Oleh : H Munawar M. Saad
Idul Adha juga disebut idul kurban. Mengapa disebut ibadah qurban, karena pada hari Idul Adha bagi umat Islam yang mampu diwajibkan menyembelih hewan kurban. Daging hewan kurban dibagikan kepada fakir miskin dengan harapan mereka pun turut menikmati lezatnya daging hewan yang barangkali jarang mereka jumpai pada hari-hari biasa. Perintah menyembelih hewan kurban merupakan simbol kepedulian sosial di tengah kehidupan bermasyarakat.

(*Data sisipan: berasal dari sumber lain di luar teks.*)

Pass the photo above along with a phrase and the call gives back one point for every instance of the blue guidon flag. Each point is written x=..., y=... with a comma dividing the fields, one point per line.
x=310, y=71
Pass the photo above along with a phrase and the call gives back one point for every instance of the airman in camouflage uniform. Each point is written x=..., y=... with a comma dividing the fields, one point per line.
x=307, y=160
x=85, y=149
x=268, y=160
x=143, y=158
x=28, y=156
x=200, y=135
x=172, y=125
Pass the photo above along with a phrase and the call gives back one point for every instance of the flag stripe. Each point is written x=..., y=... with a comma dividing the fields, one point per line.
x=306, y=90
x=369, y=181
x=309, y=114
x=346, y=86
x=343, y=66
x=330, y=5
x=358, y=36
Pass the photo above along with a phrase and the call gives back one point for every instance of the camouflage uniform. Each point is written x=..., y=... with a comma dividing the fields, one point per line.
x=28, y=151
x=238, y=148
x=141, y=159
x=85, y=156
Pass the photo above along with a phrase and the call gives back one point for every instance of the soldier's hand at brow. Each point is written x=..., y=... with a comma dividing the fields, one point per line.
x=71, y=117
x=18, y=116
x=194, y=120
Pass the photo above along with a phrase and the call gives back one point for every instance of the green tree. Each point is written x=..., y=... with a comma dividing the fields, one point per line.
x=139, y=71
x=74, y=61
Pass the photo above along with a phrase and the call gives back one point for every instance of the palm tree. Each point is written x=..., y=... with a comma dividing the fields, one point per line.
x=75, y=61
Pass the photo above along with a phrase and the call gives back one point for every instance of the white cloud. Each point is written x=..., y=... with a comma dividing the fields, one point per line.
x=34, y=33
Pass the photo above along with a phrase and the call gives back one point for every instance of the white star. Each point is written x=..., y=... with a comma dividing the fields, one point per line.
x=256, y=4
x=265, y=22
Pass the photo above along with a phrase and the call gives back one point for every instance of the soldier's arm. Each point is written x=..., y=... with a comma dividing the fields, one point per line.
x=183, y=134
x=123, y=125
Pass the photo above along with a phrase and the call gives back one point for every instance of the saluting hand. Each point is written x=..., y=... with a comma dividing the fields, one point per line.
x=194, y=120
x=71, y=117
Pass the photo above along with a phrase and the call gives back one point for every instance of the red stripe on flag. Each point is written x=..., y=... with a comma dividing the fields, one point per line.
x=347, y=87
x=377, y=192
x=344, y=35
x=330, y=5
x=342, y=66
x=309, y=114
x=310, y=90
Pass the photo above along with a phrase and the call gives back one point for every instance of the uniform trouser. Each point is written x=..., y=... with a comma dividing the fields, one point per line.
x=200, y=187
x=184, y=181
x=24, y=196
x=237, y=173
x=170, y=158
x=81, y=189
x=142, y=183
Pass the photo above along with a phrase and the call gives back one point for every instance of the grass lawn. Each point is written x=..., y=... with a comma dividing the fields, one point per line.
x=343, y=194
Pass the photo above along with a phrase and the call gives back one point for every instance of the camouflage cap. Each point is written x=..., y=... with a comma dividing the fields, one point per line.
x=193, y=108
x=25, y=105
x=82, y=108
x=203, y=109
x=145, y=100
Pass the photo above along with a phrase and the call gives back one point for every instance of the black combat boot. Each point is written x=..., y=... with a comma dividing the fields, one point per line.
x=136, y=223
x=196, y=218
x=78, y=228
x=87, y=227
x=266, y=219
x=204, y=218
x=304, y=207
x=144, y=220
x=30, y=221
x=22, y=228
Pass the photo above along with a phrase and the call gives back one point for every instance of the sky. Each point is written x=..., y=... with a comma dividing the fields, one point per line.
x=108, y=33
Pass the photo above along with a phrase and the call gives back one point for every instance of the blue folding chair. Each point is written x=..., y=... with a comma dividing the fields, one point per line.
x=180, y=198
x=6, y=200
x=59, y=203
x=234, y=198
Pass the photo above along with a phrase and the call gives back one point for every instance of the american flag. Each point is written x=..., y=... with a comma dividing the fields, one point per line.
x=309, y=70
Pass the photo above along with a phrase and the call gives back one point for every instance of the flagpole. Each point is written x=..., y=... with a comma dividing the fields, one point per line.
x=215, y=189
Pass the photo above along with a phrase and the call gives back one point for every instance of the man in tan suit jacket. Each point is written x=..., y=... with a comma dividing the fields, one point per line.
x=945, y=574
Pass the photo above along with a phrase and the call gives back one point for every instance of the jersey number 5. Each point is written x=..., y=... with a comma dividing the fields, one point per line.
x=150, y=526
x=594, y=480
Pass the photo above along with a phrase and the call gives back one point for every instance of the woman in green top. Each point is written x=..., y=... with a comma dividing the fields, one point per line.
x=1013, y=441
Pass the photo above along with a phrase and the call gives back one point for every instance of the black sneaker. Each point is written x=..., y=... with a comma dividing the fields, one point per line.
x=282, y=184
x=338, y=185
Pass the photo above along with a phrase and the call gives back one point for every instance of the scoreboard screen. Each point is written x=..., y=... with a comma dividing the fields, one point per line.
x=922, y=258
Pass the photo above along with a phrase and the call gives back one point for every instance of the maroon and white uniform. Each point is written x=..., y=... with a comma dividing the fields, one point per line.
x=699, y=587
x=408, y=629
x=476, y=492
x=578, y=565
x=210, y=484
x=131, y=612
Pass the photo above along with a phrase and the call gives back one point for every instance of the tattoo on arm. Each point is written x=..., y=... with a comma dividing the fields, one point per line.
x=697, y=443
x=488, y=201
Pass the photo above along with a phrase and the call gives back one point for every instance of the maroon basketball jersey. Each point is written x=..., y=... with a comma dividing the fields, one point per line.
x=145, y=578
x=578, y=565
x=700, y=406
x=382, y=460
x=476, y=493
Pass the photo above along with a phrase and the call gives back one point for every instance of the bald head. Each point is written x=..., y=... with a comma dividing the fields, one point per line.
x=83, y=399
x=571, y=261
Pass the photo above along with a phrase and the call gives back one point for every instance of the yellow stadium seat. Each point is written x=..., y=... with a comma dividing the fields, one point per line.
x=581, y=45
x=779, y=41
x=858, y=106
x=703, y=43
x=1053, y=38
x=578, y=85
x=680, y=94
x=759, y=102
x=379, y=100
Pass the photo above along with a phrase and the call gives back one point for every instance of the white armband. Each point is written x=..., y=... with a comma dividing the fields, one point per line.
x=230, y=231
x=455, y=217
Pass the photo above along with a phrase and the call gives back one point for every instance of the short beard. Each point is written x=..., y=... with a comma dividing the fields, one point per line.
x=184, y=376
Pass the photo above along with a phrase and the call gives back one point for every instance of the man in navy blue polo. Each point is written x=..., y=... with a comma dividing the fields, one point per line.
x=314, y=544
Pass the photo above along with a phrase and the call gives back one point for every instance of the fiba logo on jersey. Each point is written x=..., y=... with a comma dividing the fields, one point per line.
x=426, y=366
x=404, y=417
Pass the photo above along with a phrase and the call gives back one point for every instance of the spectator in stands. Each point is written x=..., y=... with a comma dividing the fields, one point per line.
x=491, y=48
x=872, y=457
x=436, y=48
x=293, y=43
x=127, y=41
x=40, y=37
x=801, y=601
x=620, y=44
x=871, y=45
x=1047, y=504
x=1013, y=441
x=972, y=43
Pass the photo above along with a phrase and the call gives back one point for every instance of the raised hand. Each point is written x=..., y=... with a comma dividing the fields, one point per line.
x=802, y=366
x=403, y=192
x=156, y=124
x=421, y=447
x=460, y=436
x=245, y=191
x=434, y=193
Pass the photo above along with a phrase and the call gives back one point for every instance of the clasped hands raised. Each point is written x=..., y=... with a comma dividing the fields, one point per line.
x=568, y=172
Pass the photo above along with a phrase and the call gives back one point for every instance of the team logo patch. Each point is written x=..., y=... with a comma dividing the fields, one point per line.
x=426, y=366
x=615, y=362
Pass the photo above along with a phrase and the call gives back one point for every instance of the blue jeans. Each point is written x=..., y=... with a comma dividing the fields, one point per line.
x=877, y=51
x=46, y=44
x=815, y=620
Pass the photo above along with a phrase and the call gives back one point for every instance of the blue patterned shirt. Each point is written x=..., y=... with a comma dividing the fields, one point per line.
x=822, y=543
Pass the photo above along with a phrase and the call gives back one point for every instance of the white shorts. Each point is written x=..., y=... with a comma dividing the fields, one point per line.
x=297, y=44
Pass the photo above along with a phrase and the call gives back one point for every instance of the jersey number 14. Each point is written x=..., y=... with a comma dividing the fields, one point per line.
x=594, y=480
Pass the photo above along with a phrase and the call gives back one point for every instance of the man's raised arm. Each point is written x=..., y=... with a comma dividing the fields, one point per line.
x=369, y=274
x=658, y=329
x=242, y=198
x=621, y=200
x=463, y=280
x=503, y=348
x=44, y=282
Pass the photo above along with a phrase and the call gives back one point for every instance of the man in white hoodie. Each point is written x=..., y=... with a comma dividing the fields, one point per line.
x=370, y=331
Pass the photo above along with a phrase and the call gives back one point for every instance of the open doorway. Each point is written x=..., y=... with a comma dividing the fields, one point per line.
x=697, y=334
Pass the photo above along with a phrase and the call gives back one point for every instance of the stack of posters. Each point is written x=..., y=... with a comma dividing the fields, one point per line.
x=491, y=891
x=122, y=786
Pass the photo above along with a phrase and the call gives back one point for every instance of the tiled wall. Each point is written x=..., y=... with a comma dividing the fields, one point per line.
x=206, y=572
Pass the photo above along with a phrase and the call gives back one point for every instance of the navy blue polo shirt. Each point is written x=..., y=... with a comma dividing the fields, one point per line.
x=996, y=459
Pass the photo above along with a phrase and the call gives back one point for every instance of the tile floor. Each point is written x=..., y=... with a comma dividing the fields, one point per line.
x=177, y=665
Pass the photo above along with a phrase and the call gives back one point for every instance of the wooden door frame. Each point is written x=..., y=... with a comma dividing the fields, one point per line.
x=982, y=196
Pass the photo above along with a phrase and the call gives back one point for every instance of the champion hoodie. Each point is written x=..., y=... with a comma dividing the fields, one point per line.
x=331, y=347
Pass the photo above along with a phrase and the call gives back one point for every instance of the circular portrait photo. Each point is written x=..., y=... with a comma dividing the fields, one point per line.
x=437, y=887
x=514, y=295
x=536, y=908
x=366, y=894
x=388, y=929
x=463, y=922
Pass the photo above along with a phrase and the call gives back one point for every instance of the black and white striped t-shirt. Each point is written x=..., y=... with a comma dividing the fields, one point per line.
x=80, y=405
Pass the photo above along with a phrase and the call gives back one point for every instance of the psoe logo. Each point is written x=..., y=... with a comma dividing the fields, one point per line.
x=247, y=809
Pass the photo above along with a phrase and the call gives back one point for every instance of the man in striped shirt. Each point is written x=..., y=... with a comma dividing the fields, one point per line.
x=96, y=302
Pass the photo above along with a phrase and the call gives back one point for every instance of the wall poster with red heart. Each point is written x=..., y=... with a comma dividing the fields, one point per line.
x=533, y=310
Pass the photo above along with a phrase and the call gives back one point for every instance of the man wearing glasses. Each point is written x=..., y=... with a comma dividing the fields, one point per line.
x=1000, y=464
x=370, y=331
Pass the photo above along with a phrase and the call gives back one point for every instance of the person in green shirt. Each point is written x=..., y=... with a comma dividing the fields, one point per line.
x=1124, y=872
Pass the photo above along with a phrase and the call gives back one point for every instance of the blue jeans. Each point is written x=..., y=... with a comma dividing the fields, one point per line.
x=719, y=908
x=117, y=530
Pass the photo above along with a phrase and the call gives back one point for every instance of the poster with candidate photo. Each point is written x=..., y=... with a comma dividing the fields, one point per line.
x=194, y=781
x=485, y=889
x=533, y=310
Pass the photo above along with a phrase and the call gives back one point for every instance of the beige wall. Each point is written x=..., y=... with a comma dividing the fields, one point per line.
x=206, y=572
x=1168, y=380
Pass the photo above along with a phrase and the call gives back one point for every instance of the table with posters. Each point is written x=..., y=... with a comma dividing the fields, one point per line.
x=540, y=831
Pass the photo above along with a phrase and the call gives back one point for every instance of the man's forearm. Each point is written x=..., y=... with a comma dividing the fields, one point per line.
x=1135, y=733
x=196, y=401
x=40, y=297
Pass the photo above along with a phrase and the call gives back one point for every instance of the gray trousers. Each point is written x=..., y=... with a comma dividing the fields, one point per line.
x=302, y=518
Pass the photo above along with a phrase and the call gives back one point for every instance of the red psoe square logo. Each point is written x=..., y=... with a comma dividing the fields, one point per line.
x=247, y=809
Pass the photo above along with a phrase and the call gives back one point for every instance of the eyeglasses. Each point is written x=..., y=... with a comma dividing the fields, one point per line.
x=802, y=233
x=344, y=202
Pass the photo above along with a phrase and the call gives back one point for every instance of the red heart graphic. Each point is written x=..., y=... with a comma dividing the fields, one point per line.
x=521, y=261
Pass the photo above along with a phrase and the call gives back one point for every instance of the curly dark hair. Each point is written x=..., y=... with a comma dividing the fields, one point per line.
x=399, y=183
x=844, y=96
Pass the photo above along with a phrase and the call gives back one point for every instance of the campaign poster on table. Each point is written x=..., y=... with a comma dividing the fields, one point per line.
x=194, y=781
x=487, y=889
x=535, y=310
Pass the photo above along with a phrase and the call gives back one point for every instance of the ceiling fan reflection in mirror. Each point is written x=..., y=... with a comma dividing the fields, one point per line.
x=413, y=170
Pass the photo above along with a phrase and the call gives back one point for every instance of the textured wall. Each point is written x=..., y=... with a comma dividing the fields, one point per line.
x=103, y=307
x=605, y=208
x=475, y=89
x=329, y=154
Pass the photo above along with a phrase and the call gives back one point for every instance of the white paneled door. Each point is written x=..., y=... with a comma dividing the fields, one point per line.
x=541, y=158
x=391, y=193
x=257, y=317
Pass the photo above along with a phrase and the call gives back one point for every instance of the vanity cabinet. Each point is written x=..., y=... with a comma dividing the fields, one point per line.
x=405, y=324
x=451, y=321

 Dengan Idul Adha, kita ingin mengembalikan pribadi yang kufur menjadi pribadi yang bersyukur, dari masyarakat yang biadab menjadi beradab, dari masyarakat zalim menjadi masyarakat yang adil. Dalam kesyukuran dan keadilan itu, Insya Allah nilai-nilai kemanusiaan dapat ditegakkan dengan sempurna, sehingga peradaban yang dibangun manusia merupakan berkah dari Allah SWT, dan bukan peradaban yang menghinakan manusia.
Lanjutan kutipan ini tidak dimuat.